2 – La zone euro : l’Union monétaire

Composition : elle est composée des Etats de l’Union européenne qui ont l’euro comme monnaie. Ils sont 20 parmi les 27 Etats membres de l’UE, et cela depuis le 1er janvier 2023 date d’entrée de la Croatie dans la zone euro.
Tous les Etats de l’UE ont vocation à entrer dans la zone euro (s’ils le souhaitent) et  s’ils en remplissent les conditions (fixées par les Traités tels que modifiés en 1992 par le Traité de Maastricht). 

Naissance : la zone euro est née le 1er janvier 1999 avec la naissance de l’euro d’abord sous la forme scripturale ; les pièces et les billets  n’ont été mis en circulation que le 1er janvier 2002. Voir Banque-Notes-Express du 6 janvier 2022.

Conditions de mise en oeuvre
– une politique monétaire unique.  Les Etats ayant adopté l’euro ont donc transféré leur pouvoir de contrôler la monnaie à une banque centrale unique. L’Union monétaire est ainsi réalisée. On peut parler d’Europe monétaire ;
– la création d’un système réunissant les 20 Banques centrales nationales et la Banque centrale européenne pour définir et mettre en œuvre cette politique monétaire unique. Cet ensemble est appelé l’Eurosystème. Il doit être distingué du Système européen de banques centrales (SEBC) qui regroupe autour de la BCE, les 27 Banques centrales nationales de l’Union européenne. Le SEBC assure notamment le bon fonctionnement des paiements entre banques de l’Union européenne;
– une coordination des politiques budgétaires et économiques prévue par le pacte de stabilité et de croissance, plusieurs fois réformé, notamment par le traité sur la stabilité, la coordination et la gouvernance (dit TSCG, en vigueur depuis le 1er janvier 2013). On remarque que ces politiques restent de la compétence des Etats (sous un certain contrôle, il est vrai, des instances européennes) et en cela l’Union économique n’est pas encore achevée, contrairement à l’Union monétaire.  L’Union économique et monétaire (UEM) n’est donc qu’en partie réalisée. 

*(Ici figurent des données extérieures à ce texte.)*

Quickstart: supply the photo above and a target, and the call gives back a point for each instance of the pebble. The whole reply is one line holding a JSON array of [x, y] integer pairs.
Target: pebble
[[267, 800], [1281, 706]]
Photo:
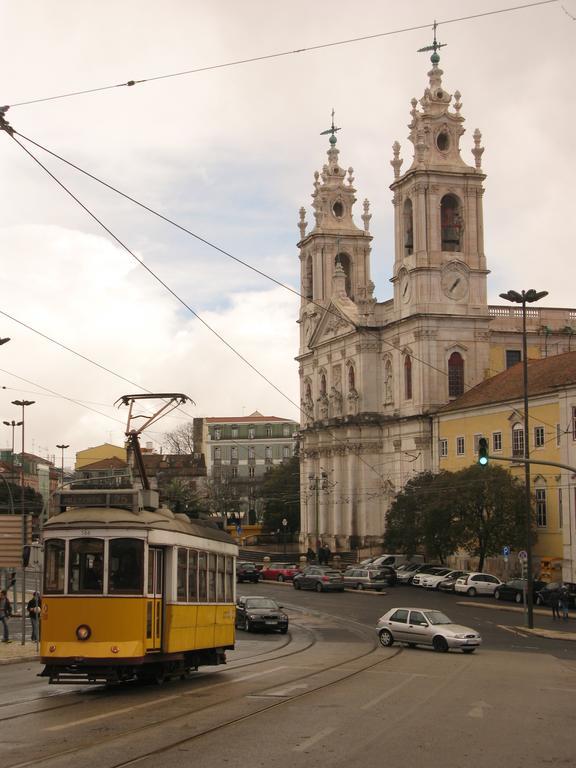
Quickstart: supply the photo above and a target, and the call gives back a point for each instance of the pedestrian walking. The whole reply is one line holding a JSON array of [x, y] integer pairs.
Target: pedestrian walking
[[555, 604], [34, 608], [564, 602], [5, 613]]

La Banque centrale européenne : elle est située à Francfort-sur-le-Main (Allemagne). Son organisation et ses missions sont fixées par les Traités et par le protocole n°14 qui y est annexé. D’abord présidée par Wim Duisenberg, puis par Jean-Claude Trichet, puis par Mario Draghi, elle est depuis le 1er novembre 2019 présidée par Christine Lagarde (voir Banque-Notes Express du 3 juillet 2019).